The
US government plans to end financial support for Gavi, an organisation
that helps buy vaccines for children in developing countries.
According
to a document, which has been seen by multiple news organisations, the
Trump administration is also planning to scale back efforts to combat
malaria — a highly dangerous infection spread by mosquito bites.
The
administration will continue to fund some grants that pay for drugs
that treat HIV and tuberculosis (TB) and provide food aid to nations
where civil wars and natural disasters are occurring, the document —
first reported by the New York Times — showed.

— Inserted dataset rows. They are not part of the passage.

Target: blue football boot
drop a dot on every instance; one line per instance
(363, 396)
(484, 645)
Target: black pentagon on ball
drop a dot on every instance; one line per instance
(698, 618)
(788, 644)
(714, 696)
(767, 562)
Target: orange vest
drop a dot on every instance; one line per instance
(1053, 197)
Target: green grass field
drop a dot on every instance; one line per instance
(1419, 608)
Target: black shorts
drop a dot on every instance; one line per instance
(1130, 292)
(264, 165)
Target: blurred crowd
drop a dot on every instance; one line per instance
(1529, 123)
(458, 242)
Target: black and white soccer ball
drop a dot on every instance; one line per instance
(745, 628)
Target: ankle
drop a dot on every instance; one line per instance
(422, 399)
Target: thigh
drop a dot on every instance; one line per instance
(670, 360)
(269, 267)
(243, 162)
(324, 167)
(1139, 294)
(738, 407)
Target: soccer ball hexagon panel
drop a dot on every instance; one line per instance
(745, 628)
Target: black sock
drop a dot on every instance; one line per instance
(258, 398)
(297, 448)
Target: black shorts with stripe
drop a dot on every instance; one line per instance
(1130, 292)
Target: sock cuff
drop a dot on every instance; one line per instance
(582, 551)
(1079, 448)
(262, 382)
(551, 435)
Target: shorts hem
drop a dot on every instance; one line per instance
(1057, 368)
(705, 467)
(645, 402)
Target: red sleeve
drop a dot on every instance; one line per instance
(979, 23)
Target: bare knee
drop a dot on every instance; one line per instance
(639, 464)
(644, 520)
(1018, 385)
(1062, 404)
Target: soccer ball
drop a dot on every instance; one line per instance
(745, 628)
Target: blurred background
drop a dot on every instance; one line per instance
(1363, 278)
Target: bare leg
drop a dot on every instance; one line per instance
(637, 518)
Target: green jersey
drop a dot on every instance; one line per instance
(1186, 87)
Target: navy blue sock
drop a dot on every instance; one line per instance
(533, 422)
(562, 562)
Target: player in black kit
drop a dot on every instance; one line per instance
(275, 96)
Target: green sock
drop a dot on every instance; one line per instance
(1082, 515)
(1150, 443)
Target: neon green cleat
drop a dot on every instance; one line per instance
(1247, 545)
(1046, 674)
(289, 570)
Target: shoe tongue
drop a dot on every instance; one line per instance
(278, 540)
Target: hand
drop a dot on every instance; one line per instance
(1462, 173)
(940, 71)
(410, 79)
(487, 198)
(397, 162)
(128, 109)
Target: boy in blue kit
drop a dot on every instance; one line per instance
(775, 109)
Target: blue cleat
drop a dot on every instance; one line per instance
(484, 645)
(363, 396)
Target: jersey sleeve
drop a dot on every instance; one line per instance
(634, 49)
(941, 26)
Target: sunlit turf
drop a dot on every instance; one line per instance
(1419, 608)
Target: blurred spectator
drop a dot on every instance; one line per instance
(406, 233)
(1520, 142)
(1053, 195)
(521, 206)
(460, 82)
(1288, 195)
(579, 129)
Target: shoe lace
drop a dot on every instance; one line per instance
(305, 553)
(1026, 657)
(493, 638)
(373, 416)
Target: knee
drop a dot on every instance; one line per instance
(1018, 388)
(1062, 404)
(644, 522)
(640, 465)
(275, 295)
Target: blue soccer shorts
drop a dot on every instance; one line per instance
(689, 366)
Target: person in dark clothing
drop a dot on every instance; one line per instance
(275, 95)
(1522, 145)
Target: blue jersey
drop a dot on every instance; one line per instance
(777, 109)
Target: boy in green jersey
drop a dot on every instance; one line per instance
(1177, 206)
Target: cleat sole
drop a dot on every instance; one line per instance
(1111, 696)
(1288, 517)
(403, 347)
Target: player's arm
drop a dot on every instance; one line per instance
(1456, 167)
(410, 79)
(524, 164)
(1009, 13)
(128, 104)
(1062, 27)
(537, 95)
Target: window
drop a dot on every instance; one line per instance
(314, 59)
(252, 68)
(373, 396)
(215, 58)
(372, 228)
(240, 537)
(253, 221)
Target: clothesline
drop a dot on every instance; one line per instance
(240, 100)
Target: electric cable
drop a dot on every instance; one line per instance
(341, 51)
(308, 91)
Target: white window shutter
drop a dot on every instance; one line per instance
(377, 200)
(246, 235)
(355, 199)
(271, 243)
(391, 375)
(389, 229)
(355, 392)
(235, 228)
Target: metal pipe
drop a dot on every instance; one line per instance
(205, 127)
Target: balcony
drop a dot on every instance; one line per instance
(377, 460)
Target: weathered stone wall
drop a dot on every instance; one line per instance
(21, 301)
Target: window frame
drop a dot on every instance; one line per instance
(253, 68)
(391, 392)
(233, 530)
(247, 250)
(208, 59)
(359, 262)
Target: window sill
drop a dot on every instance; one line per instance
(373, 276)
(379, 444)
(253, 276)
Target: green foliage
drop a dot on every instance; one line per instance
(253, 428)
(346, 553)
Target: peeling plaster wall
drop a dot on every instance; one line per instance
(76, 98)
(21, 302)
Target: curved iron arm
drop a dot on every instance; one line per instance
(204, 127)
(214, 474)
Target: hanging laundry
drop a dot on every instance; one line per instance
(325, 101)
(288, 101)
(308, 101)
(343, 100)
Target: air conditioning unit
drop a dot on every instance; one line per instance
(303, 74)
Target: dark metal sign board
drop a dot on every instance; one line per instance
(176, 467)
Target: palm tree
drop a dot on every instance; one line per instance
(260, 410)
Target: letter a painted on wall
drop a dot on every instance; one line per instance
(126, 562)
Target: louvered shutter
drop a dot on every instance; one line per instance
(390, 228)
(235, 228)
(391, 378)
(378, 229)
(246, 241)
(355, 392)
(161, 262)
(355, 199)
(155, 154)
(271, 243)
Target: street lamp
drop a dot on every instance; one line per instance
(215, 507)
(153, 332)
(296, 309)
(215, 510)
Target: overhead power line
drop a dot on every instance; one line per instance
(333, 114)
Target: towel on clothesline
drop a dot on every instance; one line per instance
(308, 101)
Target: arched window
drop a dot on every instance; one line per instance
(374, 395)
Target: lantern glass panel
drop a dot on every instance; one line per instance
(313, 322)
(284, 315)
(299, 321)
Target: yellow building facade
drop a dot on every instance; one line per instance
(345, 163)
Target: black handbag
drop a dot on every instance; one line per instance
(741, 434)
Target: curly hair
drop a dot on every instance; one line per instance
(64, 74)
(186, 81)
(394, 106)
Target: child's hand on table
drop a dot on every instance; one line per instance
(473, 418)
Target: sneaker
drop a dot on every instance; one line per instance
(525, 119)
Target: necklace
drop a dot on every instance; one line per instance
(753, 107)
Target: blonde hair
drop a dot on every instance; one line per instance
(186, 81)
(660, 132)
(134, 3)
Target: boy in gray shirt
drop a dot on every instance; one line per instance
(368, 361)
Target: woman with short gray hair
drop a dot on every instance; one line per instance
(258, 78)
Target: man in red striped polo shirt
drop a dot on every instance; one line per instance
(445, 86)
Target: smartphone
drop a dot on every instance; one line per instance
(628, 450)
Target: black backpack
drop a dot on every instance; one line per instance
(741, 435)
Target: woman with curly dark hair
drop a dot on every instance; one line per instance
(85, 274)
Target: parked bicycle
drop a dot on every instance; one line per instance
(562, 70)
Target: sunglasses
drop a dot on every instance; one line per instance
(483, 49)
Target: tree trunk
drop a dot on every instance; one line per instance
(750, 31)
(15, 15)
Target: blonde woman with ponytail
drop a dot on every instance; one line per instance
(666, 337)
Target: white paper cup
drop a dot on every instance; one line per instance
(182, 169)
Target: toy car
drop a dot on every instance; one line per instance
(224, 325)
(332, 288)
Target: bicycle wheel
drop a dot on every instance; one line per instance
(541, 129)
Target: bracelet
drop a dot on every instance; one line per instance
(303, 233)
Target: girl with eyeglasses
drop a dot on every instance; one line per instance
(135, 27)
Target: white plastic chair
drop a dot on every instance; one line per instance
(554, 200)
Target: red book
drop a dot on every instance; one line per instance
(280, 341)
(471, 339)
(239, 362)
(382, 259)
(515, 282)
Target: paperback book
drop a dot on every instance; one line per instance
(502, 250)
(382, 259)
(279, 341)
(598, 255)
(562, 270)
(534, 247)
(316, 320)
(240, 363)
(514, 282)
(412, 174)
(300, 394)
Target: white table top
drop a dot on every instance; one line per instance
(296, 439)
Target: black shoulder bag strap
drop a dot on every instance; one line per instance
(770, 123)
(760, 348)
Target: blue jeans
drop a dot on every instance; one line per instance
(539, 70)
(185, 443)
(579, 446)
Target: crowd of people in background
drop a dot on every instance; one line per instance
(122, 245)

The US Health and Human Services Department did not respond to a request for comment, according to news agency Reuters.
The US
government has drastically scaled back foreign aid since Donald Trump
took office, with around 80 per cent of US Agency for International
Development contracts abruptly cut.
The
281-page document lists 898 programs that will remain active, totalling
US$78 billion ($123 billion) in spending — much of which it says has
already been disbursed.
In a statement on X, Gavi said that US support for its operations was "vital".
"With
US support, we can save over 8 million lives over the next 5 years and
give millions of children a better chance at a healthy, prosperous
future," it said in a statement on X.
The announcement would dramatically undermine global efforts to combat preventable diseases in the developing world.
Mr Trump's US health secretary, Robert F Kennedy Jr, is a notable vaccine sceptic, and presides over the country's sprawling, trillion-dollar health agencies.